Is the Singapore Paediatric Triage Scale useful in emergency settings?
Use of the Singapore Paediatric Triage Scale (SPTS) in the paediatric emergency setting demonstrates strong performance in vital patient outcomes, including hospital admission, intensive care unit (ICU) admissions and length of emergency department (ED) stay, a recent study has shown.
“Overall, our results demonstrate that the SPTS used in our institution is strongly associated with the need for hospitalization and admission to the cardiac ICU, and also predicts discharge from the ED,” researchers said.
Of the 172,933 ED attendances, 2.3 percent had acuity level 1, 26.4 percent had acuity level 2 plus, 13.5 percent had acuity level 2 and 57.8 percent had acuity level 3. [Singapore Med J 2018;59:205-209]
Triage acuity level 1 had a strong positive predictive value of 79.5 percent for all admission and accounted for 85.8 percent of all initial ICU admissions, while the lowest acuity level of 3 had a strong negative predictive value of 93.7 percent and accounted for only 0.008 percent of ICU admissions.
In addition, significantly more patients with triage acuity level 1 (79.5 percent) were admitted as compared to those with triage acuity level 3 (6.3 percent; p<0.001). An association was observed between triage level and length of ED stay.
“The aim of triage is to identify patients who need to be seen urgently, and our results supported the fact that critically ill paediatric patients were identified accurately at the initial presentation, where 97.5 percent of initial ICU admissions and 92.7 percent of all eventual ICU admissions were from Category 1 and Category 2 plus according to our triage system,” researchers said.
“This suggests that the triage system is safe in terms of the primary outcome of admissions (overall and ICU),” they added.
These findings are consistent with those of a multicentre database study conducted in 12 Canadian paediatric EDs, wherein 79 percent of patients who were triaged as resuscitation or emergent were admitted to the ICU and 0.9 percent of nonurgent cases were hospitalized, of which less than 0.01 percent were admitted to the ICU. [Ann Emerg Med 2013;61:27-32.e3]
Similar strong associations between triage levels and surrogate markers of clinical severity in children have been shown by other triage tools. For example, Baumann and Strout found that triage levels assigned using the Emergency Severity Index were strongly associated with hospital admission rate, length of ED stay and resources used. [Acad Emerg Med 2005;12:219-224]
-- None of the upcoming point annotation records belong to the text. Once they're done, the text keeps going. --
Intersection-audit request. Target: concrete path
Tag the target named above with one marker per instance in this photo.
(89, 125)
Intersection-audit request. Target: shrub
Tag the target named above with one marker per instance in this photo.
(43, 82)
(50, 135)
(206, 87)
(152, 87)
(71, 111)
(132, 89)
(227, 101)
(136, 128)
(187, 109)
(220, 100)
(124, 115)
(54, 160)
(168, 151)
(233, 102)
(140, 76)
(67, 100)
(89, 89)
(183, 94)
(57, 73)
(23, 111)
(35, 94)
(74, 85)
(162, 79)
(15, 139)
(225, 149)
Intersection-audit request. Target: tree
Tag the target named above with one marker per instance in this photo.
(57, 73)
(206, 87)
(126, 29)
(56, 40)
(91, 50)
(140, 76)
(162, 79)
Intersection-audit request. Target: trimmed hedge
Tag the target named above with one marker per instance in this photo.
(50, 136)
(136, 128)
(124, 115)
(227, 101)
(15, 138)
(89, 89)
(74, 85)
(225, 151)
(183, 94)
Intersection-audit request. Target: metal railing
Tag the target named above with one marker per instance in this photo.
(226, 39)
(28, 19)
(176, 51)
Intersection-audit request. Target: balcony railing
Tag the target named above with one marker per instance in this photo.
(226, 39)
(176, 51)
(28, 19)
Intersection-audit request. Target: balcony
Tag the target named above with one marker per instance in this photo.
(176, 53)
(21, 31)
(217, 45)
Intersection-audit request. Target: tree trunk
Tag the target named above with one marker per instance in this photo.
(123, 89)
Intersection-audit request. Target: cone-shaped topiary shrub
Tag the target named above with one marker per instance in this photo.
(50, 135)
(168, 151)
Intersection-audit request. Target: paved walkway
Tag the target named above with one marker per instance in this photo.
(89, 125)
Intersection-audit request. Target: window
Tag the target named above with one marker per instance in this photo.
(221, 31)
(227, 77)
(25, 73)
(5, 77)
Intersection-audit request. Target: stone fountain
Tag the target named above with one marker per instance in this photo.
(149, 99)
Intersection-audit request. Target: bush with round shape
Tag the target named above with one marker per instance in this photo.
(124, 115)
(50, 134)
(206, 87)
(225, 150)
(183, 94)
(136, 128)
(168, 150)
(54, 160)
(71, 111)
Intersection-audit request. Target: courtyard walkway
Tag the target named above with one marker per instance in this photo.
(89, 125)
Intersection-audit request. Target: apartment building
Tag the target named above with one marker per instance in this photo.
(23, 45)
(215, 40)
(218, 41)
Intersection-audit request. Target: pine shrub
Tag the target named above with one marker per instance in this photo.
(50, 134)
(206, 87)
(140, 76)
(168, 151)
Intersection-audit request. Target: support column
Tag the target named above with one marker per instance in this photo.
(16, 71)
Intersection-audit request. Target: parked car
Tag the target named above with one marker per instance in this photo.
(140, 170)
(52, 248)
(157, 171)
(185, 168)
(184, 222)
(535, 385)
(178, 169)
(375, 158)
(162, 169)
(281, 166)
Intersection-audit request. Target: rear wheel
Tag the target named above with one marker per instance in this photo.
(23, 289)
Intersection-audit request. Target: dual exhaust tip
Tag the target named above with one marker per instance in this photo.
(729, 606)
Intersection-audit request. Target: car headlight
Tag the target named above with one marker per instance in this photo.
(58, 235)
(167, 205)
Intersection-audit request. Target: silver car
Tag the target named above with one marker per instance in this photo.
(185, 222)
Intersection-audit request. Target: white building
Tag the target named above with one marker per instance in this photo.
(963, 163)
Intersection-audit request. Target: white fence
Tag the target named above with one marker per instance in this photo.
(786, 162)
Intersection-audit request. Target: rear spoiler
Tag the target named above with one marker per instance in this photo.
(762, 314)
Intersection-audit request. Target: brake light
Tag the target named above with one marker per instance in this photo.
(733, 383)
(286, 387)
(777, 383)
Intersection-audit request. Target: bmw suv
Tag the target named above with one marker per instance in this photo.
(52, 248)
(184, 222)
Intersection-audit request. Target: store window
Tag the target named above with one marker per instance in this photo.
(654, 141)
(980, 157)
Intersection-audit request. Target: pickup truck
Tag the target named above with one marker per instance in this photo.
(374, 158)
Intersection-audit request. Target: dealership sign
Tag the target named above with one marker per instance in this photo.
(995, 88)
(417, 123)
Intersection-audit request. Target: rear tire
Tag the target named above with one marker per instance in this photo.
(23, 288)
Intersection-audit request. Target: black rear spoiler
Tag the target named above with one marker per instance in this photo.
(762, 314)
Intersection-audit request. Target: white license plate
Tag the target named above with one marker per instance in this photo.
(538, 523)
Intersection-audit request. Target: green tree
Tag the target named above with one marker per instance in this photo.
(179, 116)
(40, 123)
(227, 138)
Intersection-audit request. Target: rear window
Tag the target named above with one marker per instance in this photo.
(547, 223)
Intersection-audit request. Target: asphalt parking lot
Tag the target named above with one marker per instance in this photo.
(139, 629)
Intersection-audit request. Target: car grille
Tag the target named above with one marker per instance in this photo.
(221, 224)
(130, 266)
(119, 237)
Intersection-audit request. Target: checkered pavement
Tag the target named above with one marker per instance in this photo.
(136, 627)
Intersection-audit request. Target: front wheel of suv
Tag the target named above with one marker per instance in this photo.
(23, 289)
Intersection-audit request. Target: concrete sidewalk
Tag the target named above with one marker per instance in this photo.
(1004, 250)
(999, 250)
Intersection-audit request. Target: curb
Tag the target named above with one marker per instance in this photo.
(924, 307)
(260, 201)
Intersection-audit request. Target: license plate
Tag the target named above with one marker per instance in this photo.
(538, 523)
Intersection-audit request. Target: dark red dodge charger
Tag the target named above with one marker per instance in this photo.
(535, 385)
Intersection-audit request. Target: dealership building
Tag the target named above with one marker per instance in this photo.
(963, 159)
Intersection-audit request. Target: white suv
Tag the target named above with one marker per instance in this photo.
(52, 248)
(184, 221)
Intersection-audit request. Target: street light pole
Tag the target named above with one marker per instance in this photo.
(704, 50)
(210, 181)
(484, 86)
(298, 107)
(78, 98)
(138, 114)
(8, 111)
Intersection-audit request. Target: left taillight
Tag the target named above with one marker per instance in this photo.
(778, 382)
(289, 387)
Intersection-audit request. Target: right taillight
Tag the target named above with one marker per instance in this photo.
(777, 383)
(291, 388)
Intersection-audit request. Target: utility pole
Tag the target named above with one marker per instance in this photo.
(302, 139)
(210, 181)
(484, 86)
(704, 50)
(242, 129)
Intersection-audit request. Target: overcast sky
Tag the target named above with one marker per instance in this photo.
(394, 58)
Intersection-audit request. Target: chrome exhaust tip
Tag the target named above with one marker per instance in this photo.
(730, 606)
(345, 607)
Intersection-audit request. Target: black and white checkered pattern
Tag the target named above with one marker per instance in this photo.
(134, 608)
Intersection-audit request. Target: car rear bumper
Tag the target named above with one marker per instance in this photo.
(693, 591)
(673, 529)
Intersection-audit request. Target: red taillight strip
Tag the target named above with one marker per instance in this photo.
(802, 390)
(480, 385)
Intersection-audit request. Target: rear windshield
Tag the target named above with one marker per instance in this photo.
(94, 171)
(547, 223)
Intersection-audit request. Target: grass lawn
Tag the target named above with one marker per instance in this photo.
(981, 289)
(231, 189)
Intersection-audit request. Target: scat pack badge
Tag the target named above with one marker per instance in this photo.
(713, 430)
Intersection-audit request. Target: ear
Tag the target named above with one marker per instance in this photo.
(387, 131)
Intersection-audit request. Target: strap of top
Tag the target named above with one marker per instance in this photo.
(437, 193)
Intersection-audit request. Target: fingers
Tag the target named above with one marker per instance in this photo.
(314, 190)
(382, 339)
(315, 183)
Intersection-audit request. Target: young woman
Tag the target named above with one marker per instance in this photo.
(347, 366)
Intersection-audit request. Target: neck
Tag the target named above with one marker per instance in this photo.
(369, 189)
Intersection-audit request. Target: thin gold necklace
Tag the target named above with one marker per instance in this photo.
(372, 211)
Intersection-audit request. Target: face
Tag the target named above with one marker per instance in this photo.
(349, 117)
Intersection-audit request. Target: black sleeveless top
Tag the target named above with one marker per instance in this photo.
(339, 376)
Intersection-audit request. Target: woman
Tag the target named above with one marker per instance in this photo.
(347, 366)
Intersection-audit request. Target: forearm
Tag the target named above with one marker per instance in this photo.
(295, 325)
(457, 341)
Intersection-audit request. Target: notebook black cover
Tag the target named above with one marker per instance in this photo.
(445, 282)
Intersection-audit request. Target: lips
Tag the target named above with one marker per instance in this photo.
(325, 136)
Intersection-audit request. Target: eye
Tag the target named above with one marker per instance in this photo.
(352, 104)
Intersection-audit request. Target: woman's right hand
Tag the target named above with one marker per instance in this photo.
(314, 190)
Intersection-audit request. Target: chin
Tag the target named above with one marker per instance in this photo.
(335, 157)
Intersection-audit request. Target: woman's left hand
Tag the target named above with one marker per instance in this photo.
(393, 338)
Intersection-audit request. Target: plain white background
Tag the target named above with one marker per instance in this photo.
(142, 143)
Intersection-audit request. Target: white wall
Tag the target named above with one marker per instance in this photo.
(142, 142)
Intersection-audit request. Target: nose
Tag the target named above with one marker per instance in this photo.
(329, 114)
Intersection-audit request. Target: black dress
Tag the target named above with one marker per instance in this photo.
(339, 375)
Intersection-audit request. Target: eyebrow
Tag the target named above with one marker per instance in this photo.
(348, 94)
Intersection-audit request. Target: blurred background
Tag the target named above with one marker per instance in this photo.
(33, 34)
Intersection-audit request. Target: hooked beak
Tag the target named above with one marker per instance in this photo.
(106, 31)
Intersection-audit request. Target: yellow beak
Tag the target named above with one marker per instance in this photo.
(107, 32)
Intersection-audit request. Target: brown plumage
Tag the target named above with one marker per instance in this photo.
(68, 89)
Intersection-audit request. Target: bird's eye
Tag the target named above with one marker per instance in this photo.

Likewise, Roukema and colleagues reported that the sensitivity and the specificity of the Manchester Triage System to identify true emergencies were 63 percent and 78 percent, respectively. [CJEM 2009;11:23-28; Am J Public Health 1980;70:804-807]
“It is important that a triage scale is able to effectively detect the ill child from the well child. This will reduce the chance of prolonged waiting for a wrongly triaged child and delayed treatment for an emergency case. Systems that have a low predictor of admission or discharge and a large proportion of under-triage are unsafe,” researchers said.
The performance markers of the SPTS to identify children who needed immediate and greater care were analysed in this retrospective observational study. Participants included all children triaged and attended to at the paediatric ED at KK Women’s and Children’s Hospital in Singapore from 1 January 2014 to 31 December 2014. Data was retrieved from the Online Paediatric Emergency Care system, which is used for patients’ care from initial triaging to final disposition.
“The validity of the SPTS would need to be further evaluated in multiple settings and populations to increase its validity and generalizability,” researchers said.